|By Jay B Sauceda via here|
The polished, porcelain clerk behind the counter looked at her through her impossibly long eyelashes.
"May I help you?"
"The entire fall collection," she murmured.
Heaving her weather stained backpack up onto the glass counter, she rummaged around the interior until she found a thin, black card and placed it precisely on the counter.
"I'd like the entire fall collection. I'm not sure what I'm going to like so I'd like to just buy it all - to save time," she tapped out impatiently.

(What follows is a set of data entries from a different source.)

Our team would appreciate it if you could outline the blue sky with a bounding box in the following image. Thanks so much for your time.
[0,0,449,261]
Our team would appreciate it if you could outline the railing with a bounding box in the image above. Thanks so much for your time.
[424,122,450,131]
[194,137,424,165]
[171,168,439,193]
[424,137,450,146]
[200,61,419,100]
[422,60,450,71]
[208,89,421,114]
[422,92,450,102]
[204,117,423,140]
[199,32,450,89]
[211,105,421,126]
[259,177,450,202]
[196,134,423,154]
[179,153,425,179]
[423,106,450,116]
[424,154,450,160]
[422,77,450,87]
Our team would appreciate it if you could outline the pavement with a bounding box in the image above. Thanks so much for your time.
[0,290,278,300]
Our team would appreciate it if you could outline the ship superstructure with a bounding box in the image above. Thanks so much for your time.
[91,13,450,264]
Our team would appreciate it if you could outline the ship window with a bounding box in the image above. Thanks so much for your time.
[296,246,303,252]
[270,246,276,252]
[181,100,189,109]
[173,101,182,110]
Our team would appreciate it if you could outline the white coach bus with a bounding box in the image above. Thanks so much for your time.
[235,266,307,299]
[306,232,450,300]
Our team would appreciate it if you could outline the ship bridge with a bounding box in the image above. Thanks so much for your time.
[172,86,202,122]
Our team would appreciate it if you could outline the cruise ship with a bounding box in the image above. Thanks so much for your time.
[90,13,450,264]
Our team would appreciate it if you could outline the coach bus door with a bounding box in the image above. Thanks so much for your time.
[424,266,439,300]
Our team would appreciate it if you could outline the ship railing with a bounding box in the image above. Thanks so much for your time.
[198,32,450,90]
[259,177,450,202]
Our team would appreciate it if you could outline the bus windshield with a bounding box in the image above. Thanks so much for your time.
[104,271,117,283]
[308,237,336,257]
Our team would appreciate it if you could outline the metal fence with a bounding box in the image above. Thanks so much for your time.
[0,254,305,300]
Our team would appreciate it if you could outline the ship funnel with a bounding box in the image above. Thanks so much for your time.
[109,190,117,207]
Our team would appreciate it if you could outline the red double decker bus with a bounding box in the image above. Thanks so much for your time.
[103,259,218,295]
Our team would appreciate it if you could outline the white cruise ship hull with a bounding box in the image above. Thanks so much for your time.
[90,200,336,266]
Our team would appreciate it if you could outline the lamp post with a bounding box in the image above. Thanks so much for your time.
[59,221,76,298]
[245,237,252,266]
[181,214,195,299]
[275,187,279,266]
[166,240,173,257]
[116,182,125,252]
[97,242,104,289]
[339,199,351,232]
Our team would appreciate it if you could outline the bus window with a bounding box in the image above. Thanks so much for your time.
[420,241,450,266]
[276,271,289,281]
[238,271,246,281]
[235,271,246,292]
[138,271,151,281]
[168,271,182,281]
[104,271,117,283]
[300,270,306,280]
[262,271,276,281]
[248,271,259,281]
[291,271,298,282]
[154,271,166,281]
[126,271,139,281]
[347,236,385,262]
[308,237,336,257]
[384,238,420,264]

The clerk examined the card suspiciously and then snapped to attention. She didn't dare ask any further questions but snapped her fingers. Immediately, a miniature army of women surrounded the dust caked figure, taking measurements, scurrying to the backroom and returning with boxes upon boxes. Promptly, a black limousine slid up to the front of the store, further spattering the store windows with Texas dirt. An impeccably groomed chauffeur stepped out of the car and entered the store.
"Robinson, right on time," she greeted him.

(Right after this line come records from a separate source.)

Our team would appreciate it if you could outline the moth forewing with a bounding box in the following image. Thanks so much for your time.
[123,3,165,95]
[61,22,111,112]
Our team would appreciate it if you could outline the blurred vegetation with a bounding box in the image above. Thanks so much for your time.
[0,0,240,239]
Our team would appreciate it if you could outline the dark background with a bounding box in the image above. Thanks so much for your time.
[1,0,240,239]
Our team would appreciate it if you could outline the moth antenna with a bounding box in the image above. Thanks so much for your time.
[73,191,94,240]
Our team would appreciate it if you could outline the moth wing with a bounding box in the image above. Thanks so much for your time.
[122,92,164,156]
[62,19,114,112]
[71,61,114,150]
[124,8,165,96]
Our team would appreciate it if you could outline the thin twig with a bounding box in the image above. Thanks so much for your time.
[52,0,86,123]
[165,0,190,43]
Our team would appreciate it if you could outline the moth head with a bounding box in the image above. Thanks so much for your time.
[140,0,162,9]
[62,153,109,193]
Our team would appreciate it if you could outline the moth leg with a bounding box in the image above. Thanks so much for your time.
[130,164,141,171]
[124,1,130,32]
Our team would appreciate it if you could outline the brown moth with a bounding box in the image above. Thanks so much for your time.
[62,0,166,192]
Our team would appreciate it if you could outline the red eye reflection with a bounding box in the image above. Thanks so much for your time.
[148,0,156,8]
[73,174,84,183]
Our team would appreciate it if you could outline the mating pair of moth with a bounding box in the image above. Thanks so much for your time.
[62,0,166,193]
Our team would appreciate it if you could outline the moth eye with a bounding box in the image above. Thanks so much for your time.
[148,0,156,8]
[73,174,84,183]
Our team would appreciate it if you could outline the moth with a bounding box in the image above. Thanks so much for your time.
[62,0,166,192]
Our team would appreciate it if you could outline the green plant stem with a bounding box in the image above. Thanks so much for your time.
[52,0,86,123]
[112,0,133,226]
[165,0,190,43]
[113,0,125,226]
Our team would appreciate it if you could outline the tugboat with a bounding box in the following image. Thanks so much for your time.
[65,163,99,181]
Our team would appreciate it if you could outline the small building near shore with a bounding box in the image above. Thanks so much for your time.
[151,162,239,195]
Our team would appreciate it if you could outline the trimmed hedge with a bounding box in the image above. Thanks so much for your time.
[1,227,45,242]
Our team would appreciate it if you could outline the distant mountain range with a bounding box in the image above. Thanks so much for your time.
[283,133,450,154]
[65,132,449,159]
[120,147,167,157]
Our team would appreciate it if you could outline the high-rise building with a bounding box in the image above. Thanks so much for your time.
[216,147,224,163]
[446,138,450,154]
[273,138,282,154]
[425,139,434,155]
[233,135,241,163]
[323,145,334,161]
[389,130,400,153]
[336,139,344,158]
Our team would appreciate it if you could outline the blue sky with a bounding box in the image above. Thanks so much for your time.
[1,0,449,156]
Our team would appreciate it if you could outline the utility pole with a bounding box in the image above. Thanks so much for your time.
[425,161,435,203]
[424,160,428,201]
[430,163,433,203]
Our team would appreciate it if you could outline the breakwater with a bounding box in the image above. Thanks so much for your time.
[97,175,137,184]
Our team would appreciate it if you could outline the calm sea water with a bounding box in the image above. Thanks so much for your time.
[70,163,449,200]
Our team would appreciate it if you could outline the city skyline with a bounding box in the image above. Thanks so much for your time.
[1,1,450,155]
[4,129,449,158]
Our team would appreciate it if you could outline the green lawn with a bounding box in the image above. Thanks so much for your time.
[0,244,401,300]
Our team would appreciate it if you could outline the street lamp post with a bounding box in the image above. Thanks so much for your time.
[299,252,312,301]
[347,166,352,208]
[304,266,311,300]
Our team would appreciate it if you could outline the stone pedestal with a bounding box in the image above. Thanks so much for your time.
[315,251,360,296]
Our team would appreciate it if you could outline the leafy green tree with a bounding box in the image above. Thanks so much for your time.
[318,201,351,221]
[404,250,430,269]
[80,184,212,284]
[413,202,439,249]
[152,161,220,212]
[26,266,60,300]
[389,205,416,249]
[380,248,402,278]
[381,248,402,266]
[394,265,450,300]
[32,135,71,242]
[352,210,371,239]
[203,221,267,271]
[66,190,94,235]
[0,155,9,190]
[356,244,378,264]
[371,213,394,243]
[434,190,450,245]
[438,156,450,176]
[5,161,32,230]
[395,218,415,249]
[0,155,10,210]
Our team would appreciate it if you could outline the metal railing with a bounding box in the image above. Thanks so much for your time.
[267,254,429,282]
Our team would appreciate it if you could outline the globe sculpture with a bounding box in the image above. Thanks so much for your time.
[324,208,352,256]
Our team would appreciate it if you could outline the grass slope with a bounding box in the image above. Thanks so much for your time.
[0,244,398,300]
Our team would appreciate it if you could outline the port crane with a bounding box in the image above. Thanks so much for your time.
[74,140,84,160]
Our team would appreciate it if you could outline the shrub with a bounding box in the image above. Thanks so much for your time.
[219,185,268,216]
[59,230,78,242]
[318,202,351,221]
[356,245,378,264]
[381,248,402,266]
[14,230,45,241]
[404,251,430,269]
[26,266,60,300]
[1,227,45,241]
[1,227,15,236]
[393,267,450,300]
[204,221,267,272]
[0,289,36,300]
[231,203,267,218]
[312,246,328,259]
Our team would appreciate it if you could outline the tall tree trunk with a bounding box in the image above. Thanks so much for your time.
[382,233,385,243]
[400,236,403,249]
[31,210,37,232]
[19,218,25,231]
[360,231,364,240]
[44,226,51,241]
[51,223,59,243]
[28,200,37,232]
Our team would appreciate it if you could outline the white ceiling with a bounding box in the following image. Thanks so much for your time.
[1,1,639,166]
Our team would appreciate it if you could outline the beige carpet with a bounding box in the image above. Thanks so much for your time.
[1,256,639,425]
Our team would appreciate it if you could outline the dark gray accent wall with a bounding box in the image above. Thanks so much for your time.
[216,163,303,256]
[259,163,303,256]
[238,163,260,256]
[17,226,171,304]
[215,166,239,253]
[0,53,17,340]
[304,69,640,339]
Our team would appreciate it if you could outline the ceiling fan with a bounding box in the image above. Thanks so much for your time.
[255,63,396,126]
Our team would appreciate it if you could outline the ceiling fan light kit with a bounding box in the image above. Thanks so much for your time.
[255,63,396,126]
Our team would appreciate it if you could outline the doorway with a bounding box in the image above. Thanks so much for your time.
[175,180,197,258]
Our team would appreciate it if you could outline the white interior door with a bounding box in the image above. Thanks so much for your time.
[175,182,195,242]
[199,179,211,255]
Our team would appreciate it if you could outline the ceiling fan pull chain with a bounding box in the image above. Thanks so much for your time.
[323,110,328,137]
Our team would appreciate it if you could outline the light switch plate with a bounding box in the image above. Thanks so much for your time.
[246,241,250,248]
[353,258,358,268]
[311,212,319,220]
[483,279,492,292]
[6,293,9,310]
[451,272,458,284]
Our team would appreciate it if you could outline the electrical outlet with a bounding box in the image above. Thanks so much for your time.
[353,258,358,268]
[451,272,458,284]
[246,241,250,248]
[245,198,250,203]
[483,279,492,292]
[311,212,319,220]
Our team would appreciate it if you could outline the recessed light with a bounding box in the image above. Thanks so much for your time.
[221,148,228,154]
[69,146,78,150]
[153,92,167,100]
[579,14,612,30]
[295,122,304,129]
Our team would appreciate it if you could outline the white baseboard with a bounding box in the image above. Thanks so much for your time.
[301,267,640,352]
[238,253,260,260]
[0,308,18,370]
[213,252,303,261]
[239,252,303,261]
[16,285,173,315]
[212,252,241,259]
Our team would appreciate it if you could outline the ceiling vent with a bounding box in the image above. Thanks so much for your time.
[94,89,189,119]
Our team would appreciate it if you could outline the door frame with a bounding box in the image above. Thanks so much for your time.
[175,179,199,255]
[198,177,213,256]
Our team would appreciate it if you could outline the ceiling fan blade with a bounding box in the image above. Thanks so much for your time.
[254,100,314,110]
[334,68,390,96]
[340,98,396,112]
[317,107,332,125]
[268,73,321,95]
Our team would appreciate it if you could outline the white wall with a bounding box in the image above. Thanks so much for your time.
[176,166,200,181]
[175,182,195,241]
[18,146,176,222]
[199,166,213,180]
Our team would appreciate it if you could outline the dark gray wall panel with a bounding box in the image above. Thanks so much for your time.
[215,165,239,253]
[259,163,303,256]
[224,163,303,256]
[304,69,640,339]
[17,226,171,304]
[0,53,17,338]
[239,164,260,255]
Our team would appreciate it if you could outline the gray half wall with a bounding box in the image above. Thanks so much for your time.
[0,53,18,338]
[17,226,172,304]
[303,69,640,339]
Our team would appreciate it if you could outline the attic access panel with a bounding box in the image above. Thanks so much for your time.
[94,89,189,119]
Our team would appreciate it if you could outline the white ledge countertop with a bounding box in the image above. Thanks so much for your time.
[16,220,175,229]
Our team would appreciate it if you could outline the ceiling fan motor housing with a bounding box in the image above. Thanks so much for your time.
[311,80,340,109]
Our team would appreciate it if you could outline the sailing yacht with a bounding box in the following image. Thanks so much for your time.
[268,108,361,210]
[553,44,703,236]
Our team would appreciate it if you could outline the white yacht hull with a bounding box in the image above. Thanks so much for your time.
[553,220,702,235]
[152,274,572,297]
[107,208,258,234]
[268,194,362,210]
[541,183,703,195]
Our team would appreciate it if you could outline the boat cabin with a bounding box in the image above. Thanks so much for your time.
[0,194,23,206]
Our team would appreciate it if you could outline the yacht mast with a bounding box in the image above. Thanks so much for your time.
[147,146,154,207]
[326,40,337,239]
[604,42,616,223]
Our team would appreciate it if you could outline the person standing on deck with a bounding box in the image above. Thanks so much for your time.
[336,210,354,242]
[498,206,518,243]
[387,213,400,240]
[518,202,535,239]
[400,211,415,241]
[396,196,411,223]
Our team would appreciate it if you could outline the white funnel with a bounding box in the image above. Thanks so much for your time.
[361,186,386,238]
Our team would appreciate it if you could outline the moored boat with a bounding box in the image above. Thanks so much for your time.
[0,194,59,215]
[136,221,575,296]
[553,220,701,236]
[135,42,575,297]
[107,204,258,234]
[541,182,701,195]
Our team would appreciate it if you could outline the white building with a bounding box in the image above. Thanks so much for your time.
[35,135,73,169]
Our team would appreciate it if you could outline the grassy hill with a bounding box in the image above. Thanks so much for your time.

He nodded, "Yes miss," and immediately began loading up the flurry of boxes and bags. And then like a Texas tornado, they were gone.
At least that's how I like to imagine it. What in the world is a Prada store doing outside of a little town like Marfa, Texas? Well, a real Prada store it is not. This is actually an installation by Michael Elmgreen and Ingar Dragset (love his name), and the store is a sculpture. The NYTimes did a piece on it in 2005 that you can check out here. I still like to pretend that it's a little slice of Italian heaven for all of us big haired Texas women out there, who can't go ten miles without stopping and buying something.